After listening to her clients and selecting elements, they go through Mr. Boddington’s portfolio for visual inspiration. The couples end up with an extremely personalized palette that includes several process, pattern, color, handmade backing and custom-font options. “Part of the reason we’re a luxury brand is the artisanship of the work, but also it’s the design time,” she says, explaining why the staff recently spent long hours doing Minutemen-era typography research for a wedding taking place in Old Williamsburg, VA.
The entire creative process takes two months, and production can take up to four weeks. Afterward, it’s months of oohs-and-aahs from the friends and relatives who receive the reply sets, direction cards, programs, favors and thank-you notes. In the company’s four and a half years, most of the customers have arrived via word of mouth. “And that makes it even more personal,” says Schmidt-Ruebensaal.
A Dedication to Detail
The self-taught designer, 34, was the type to make her own stationery in elementary school out of construction paper. Unsurprisingly, she was also the type to come up with a prim-and-proper imaginary friend as a toddler: the namesake of her studio, Mr. Boddington, an English prep-school figure who “apprenticed with the Russian Tsar Nicholas’ correspondence court” and who she says would feel right at home “in a Wes Anderson film”—or in the actual studio, a sunlit Flatiron office brimming with toile wallpaper and old-fashioned grandpa tchotchkes.
That same cinematic inspiration helps elucidate Schmidt-Ruebensaal’s penchant for a vintage aesthetic, extreme personalization and global exquisiteness.

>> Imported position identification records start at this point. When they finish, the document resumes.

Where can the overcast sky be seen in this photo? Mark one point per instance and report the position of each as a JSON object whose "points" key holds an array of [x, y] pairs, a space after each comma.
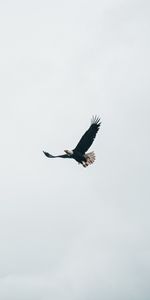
{"points": [[67, 232]]}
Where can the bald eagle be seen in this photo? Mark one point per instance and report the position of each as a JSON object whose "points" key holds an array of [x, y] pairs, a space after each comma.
{"points": [[79, 152]]}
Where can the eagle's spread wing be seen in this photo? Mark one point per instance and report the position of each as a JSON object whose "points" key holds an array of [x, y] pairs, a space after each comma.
{"points": [[89, 136], [54, 156]]}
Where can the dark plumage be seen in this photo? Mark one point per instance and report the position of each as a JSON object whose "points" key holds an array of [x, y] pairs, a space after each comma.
{"points": [[79, 152]]}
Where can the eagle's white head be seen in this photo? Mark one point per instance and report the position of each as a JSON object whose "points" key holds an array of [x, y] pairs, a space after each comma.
{"points": [[68, 152]]}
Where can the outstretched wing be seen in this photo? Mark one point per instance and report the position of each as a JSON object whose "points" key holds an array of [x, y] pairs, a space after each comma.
{"points": [[89, 136], [54, 156]]}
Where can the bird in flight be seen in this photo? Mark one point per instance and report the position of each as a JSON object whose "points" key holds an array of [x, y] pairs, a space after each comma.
{"points": [[79, 152]]}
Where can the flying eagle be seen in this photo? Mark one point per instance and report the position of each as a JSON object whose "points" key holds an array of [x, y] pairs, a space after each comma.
{"points": [[79, 152]]}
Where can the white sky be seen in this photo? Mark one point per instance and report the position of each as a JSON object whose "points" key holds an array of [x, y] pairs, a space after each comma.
{"points": [[67, 232]]}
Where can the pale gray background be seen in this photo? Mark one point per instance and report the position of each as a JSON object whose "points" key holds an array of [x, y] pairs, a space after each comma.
{"points": [[67, 232]]}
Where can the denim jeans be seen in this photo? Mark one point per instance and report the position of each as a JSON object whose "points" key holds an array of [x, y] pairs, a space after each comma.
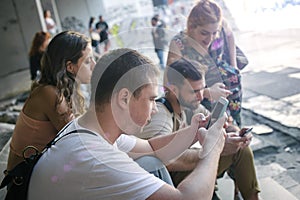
{"points": [[154, 166]]}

Out of all the promotional goods on display at this year’s National Stationery Show, it was her wax-sealed, Boddington-profile-stamped, letterpressed handout that made Design*Sponge’s Grace Bonney write, “I wish this was my business card.”
Thanks to this dedication to detail, a couple whose wedding took place at the Central Park Zoo ended up with a refreshingly stylish lineup of wild fauna on the invitations and placeholders. A wittily entertaining save-the-date, which explains what the bride and groom would be doing during the 164 days before their wedding, includes the line “Sam moves PerezHilton.com above ESPN.com on his list of favorites,” written in deceptively elegant typography. Call it tongue-in-cheek chic, if you will.
As for my experience with her listening and advising skills? I left the studio with Schmidt-Ruebensaal’s strong suggestion to follow my gut and open that South America-meets-Scandinavia décor shop I’ve been dreaming of.